L’intelligence artificielle agit comme une pression évolutive sur le système éducatif. Mais elle peut aussi devenir un levier d’innovation, à condition que les politiques publiques et les initiatives locales convergent vers une vision inclusive et exigeante.

En février 2025, le ministère de l’Éducation nationale a présenté une série de mesures ambitieuses pour accompagner l’intégration de l’IA dans l’éducation. Parmi elles : le développement d’une IA souveraine, ouverte et évolutive, financée à hauteur de 20 millions d’euros par France 2030, destinée à soutenir les enseignants dans la préparation des cours et l’évaluation des élèves. Cette IA serait disponible dès la rentrée 2026‑2027.

Une charte nationale d’usage de l’IA à l’école, issue d’une large consultation, encadrera les pratiques pédagogiques et administratives, en insistant sur la transparence, la protection des données et la plus‑value éducative. En parallèle, un parcours Pix dédié à l’IA est rendu obligatoire pour les élèves de 4ᵉ et de 2de, afin de développer leur littératie numérique et leur esprit critique.

Ces mesures s’inscrivent dans une stratégie plus large, portée par la Direction du numérique pour l’éducation (DNE), qui souligne l’importance d’un dialogue entre recherche, terrain et innovation. Les groupes thématiques numériques (#GTnum), les projets comme AI4T et les partenariats européens illustrent cette volonté de co‑construction des usages éducatifs de l’IA.

Pourtant, sur le terrain, les usages restent inégaux. Le rapport IGÉSR de mai 2025 montre que l’appropriation de l’IA dans les établissements scolaires dépend encore largement de l’appétence individuelle des enseignants. Les initiatives pionnières démontrent que l’IA peut être un outil puissant de différenciation pédagogique, à condition d’être accompagnée par une formation solide et une vision éducative claire.

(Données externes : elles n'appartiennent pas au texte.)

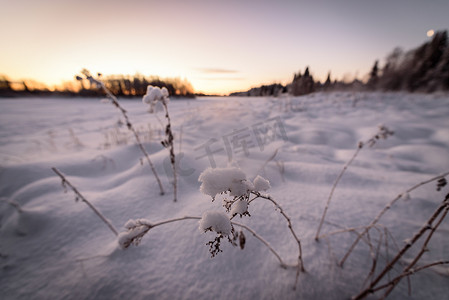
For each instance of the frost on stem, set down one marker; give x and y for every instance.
(261, 184)
(216, 221)
(153, 96)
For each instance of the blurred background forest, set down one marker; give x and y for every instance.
(422, 69)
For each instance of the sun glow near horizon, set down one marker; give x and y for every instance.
(218, 47)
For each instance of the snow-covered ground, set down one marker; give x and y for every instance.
(56, 248)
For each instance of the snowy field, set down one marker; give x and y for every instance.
(52, 247)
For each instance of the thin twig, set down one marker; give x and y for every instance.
(383, 133)
(444, 206)
(295, 236)
(168, 143)
(152, 225)
(423, 249)
(65, 182)
(130, 127)
(385, 209)
(329, 198)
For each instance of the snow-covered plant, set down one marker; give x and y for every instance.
(239, 193)
(129, 125)
(154, 96)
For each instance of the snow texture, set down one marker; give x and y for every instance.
(216, 221)
(136, 228)
(220, 180)
(261, 184)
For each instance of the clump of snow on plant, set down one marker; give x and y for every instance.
(136, 228)
(239, 208)
(154, 95)
(220, 180)
(261, 184)
(216, 221)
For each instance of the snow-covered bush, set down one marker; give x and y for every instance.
(238, 192)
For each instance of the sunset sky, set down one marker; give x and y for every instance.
(219, 46)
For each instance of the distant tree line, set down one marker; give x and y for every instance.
(423, 69)
(120, 85)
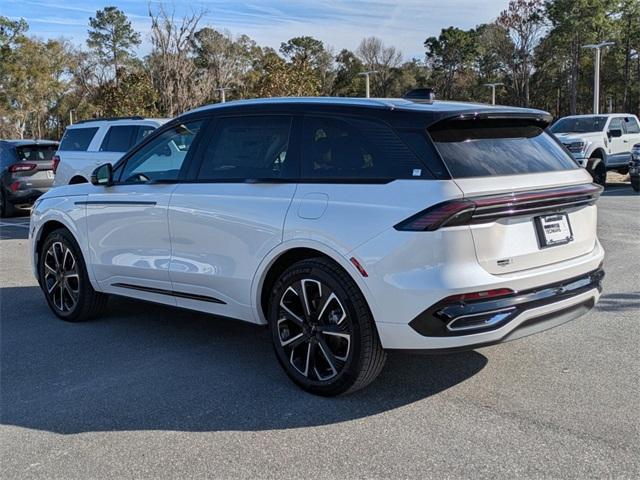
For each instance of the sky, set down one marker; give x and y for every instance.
(338, 23)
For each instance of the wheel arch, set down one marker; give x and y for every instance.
(77, 179)
(285, 255)
(56, 213)
(596, 157)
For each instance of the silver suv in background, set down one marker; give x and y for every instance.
(90, 143)
(26, 172)
(599, 142)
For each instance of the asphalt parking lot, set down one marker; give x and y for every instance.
(151, 392)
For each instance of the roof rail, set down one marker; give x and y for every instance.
(110, 119)
(421, 95)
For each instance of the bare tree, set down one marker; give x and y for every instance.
(173, 70)
(225, 60)
(524, 20)
(376, 56)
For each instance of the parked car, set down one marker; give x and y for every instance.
(348, 226)
(634, 168)
(90, 143)
(599, 142)
(26, 172)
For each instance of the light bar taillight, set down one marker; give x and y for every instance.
(22, 167)
(485, 209)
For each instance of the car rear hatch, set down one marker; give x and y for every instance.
(526, 201)
(36, 162)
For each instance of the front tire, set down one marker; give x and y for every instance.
(322, 329)
(64, 280)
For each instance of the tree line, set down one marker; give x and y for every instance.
(534, 49)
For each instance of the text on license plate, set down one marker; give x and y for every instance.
(553, 229)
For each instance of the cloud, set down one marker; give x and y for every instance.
(339, 23)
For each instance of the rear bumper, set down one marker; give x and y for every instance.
(528, 322)
(24, 197)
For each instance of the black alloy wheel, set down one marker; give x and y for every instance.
(322, 329)
(64, 280)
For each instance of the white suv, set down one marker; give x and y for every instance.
(90, 143)
(599, 142)
(348, 226)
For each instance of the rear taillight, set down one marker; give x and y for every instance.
(490, 208)
(55, 161)
(22, 167)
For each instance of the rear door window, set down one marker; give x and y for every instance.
(77, 139)
(252, 147)
(482, 148)
(345, 148)
(632, 125)
(36, 153)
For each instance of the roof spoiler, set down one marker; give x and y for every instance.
(420, 95)
(110, 119)
(543, 119)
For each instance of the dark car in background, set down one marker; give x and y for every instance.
(26, 172)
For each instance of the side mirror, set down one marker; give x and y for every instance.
(615, 133)
(103, 175)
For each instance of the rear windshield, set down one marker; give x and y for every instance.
(77, 139)
(34, 153)
(579, 125)
(482, 148)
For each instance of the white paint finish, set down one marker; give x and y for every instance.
(219, 240)
(220, 233)
(514, 239)
(130, 243)
(402, 336)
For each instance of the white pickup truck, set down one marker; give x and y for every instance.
(599, 142)
(90, 143)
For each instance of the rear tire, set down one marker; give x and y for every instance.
(63, 278)
(322, 329)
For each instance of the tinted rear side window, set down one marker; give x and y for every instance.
(355, 149)
(632, 125)
(482, 148)
(36, 153)
(119, 139)
(77, 139)
(254, 147)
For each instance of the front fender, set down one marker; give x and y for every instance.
(65, 211)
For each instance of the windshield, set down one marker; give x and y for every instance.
(579, 125)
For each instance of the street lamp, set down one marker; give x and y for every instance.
(493, 90)
(596, 72)
(366, 77)
(223, 96)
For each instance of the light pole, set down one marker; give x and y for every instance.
(223, 96)
(366, 79)
(596, 73)
(493, 90)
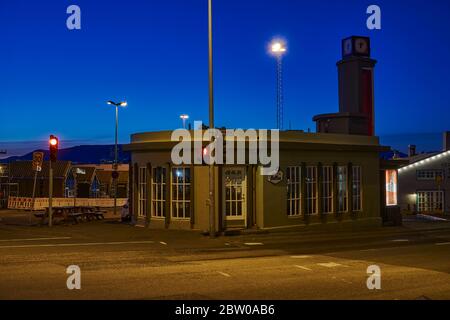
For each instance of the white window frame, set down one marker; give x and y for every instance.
(357, 188)
(429, 174)
(311, 190)
(158, 193)
(429, 200)
(142, 191)
(327, 189)
(294, 191)
(342, 205)
(176, 201)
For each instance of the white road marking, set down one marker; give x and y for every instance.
(35, 239)
(330, 265)
(303, 268)
(224, 274)
(254, 244)
(77, 244)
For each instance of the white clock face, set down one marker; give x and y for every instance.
(348, 47)
(361, 46)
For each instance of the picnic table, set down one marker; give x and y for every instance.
(75, 214)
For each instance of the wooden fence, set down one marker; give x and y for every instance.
(22, 203)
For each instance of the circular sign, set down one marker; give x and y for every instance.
(276, 178)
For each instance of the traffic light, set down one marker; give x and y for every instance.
(53, 142)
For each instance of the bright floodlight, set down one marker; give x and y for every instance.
(278, 47)
(53, 141)
(118, 104)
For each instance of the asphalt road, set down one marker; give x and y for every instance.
(123, 262)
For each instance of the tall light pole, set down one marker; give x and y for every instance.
(115, 166)
(212, 207)
(184, 117)
(278, 50)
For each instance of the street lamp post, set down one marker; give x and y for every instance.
(278, 49)
(184, 117)
(212, 220)
(115, 166)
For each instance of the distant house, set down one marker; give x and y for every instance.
(21, 173)
(87, 182)
(424, 184)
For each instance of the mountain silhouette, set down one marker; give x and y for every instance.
(81, 155)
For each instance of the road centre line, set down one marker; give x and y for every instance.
(254, 244)
(303, 268)
(330, 265)
(77, 244)
(224, 274)
(35, 239)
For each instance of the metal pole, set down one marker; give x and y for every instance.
(34, 194)
(280, 92)
(212, 222)
(50, 195)
(115, 160)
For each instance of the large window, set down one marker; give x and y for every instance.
(293, 177)
(429, 174)
(327, 189)
(181, 193)
(311, 190)
(342, 188)
(391, 187)
(159, 192)
(430, 201)
(142, 192)
(356, 189)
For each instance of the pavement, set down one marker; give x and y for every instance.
(120, 261)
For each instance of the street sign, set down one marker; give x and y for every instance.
(38, 158)
(115, 174)
(276, 178)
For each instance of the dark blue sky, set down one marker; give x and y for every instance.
(154, 54)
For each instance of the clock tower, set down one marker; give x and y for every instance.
(356, 91)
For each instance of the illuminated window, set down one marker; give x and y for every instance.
(327, 189)
(356, 189)
(430, 201)
(293, 177)
(142, 192)
(159, 192)
(311, 190)
(429, 174)
(181, 193)
(391, 187)
(342, 188)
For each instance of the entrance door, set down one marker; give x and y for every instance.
(235, 196)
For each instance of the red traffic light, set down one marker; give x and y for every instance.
(53, 142)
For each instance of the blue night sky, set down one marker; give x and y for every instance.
(154, 55)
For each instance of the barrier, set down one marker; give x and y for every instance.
(22, 203)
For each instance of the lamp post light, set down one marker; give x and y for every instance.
(184, 117)
(122, 104)
(278, 50)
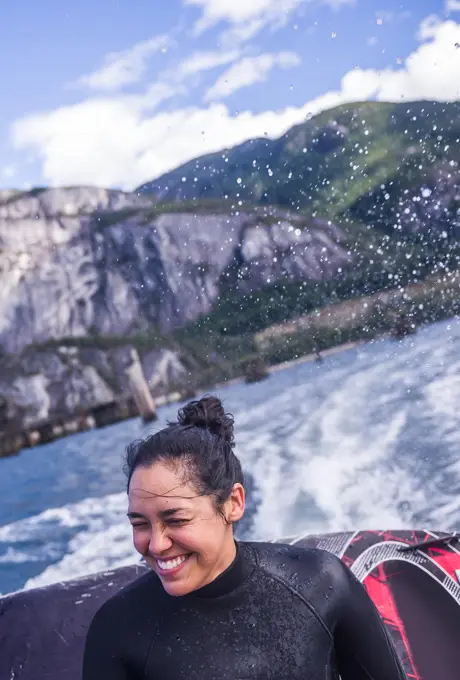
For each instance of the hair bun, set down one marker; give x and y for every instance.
(208, 413)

Sur un autre versant, le secteur EdTech français connaît une croissance soutenue : plus de 540 entreprises recensées en 2023 (France), représentant 1,6 milliard d’euros de chiffre d’affaires et 15 000 emplois. Ces entreprises, souvent jeunes et agiles, investissent massivement dans l’intelligence artificielle : 78 % développent leur technologie en interne et 35 % réinvestissent plus d’un quart de leur chiffre d’affaires en R&D. Elles incarnent une dynamique d’innovation pédagogique indépendante, souvent en avance sur les dispositifs institutionnels.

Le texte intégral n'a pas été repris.